By solving for x using the sum of triangles' angles, we find that the largest angle in triangle ABC is angle B, meaning the opposite side, side AC, is the longest.

Step-by-step explanation:

In a triangle, the side opposite the largest angle is the longest. Given the angle measures in triangle ABC where m∠A = 60°, m∠B = (3x − 2)°, and m∠C = (2x + 7)°, we can first find the values of x by knowing the sum of the angles in a triangle equals 180°.

m∠A + m∠B + m∠C = 180°
60° + (3x − 2)° + (2x + 7)° = 180°
Combine like terms:
5x + 65 = 180°
Subtract 65 from both sides:
5x = 115
Divide by 5:
x = 23

Now substitute the value of x back into the expressions for angles B and C:
m∠B = (3(23) − 2)° = 67°
m∠C = (2(23) + 7)° = 53°.

Since the largest angle is B (67°), the side opposite to it, side AC, is the longest side in triangle ABC.

Answer 2

To find the longest side in triangle ABC, solve for x to determine the angles and then use the fact that the side opposite the largest angle is the longest.

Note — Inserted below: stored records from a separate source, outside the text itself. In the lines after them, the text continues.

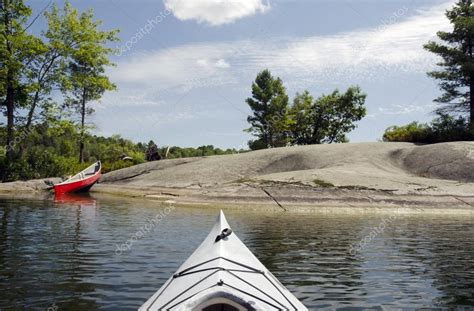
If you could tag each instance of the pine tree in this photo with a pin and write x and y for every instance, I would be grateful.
(456, 74)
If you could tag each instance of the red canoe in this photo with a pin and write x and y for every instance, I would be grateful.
(82, 181)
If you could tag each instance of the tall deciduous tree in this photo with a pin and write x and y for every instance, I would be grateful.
(302, 113)
(269, 103)
(456, 74)
(328, 118)
(17, 51)
(88, 58)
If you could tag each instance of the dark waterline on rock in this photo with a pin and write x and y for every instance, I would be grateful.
(114, 254)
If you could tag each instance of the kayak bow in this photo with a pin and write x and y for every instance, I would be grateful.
(222, 274)
(80, 182)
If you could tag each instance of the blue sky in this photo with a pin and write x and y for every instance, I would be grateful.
(185, 67)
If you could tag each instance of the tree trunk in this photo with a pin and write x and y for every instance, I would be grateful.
(83, 117)
(471, 101)
(10, 88)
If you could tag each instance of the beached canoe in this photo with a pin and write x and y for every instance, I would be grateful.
(82, 181)
(222, 274)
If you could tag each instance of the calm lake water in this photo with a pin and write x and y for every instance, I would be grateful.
(72, 256)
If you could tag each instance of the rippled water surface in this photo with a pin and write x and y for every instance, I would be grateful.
(66, 255)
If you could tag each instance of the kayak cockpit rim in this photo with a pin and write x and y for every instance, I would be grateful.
(222, 274)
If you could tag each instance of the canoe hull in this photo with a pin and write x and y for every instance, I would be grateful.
(77, 186)
(222, 274)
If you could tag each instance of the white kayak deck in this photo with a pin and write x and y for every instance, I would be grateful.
(222, 272)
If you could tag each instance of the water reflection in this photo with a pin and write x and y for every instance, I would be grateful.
(62, 251)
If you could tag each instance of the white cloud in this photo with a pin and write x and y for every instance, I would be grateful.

Angle B is the largest, therefore side AC is the longest.

Step-by-step explanation:

In triangle ABC, where the angles are given as m°A = 60°, m°B = (3x - 2)°, and m°C = (2x + 7)°, we can determine the longest side by first finding the values for x and then the measures of the angles B and C. According to the properties of triangles, the sum of the angles in a triangle is 180°. Therefore, we have:

60 + (3x - 2) + (2x + 7) = 180

5x + 65 = 180

5x = 115

x = 23

Now, substituting x back into the expressions for angles B and C:

m°B = (3x - 2)° = (3(23) - 2)° = 67°

m°C = (2x + 7)° = (2(23) + 7)° = 53°

Since angle B is the largest, side AC (opposite of angle B) will be the longest side in triangle ABC.